Server can handle 10 million users

koukikitamura

koki kitamura

Posted on May 1, 2022

Server can handle 10 million users

Overview

I created an API server that is highly scalable and can handle 10 million users. It's an SNS like Twitter.
The implementation is published on Github.

The development environment is as follows.

  • Node 16.14
  • Express 4.17.3
  • DynamoDB 2012-08-10

The functional requirements are as follows.

  • Post a tweet
  • Post a Comment for tweet
  • Follow user
  • Get Timeline

Introduction

Services with hundreds of millions of users, such as Facebook, Amazon, and Youtube, need to handle a lot of traffic. A commonly used approach to handling heavy traffic is scale-out rather than scale-up. Scale-up is expensive because it uses high-performance server. In addition, there is a performance limit for operating on one server.

Let's talk about scale-out. Application can be broadly divided into three layers.

  • Client layer
  • Server layer
  • Database layer

When handling a large amount of traffic, The server layer only processes the data, it does not store it. Therefore, it is easy to scale out.

Image description

On the other hand, the database layer becomes difficult to maintain consistency and availability as data is distributed due to scale-out. You also need the logic to decide which data is stored on which node. Data relocation is required when increasing or decreasing the number of nodes. Since these features are not in RDB, we will use NoSQL.

Typical databases that support scale-out include BigTable, HBase, DynamoDB, Cassandra, etc.

Database Description
BigTable、HBase Consistent and up-to-date data can be obtained. On the other hand, data cannot be acquired while the lock is applied due to data update.
DynamoDB、Cassandra Data is always accessible. On the other hand, old data may be read during data synchronization.

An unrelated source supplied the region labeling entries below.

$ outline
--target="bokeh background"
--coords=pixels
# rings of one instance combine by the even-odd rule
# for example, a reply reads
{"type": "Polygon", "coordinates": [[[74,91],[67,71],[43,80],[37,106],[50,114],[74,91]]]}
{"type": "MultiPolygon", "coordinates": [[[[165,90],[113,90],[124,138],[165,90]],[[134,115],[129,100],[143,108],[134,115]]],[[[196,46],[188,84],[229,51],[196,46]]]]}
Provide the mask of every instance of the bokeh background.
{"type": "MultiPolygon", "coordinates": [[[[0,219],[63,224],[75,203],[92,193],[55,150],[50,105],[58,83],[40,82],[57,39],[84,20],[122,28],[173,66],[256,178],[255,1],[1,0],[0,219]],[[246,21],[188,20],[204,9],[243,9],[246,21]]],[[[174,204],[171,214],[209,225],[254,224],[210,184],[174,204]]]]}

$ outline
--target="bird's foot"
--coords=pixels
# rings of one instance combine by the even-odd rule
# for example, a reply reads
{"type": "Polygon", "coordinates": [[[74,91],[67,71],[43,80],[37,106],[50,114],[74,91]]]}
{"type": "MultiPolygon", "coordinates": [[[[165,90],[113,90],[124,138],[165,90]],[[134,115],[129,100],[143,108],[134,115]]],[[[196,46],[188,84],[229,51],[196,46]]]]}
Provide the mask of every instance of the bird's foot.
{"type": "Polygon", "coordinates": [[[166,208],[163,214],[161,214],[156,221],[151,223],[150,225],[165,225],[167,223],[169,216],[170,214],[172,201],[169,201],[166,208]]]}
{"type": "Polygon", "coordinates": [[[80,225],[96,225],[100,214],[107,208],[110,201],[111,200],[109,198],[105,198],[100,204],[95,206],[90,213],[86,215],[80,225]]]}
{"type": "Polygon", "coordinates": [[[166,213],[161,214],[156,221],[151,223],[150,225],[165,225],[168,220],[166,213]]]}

This time, we will create an API server for SNS, so availability is more important than consistency. Therefore, we use DynamoDB.

What is DynamoDB?

DynamoDB is a key-value database. You can create tables, and each table stores an item. Each item has a key and a value.

You can specify a partition key and a sort key for the item key. The partition key is used to determine the node from within the DynamoDB cluster. The sort key is like an index on a table and is used for sorting.

You can store multiple attribute / value pairs for an item's value. The attributes can be different for each item.

Image description

DynamoDB queries are limited and basically narrow down items by partition key and sort key only. When querying using other attributes, it will be slower as the number of items increases because it is necessary to check all items.

When you want to treat other attributes as partition keys, use GSI (Global Secondaly Index). When other attributes are treated as sort keys, LSI (Local Secndary Index) is used.

Database Design

DynamoDB's database design is different from RDB. The flexibility of querying RDBs allows you to design a normalized table first, without considering access patterns to your data. On the other hand, DynamoDB has a limited query pattern, so first determine the access pattern to the data and then design the table based on it. Specifically, we will proceed with the following flow.

  1. Modeling
  2. Create use case list
  3. Design Table
  4. Create query definition

Modeling

The ER diagram is as follows.

Image description

The timeline shows tweets of users that you are following. In SNS, the display speed of the timeline has a great influence on usability. Consider a database design that can display the timeline faster.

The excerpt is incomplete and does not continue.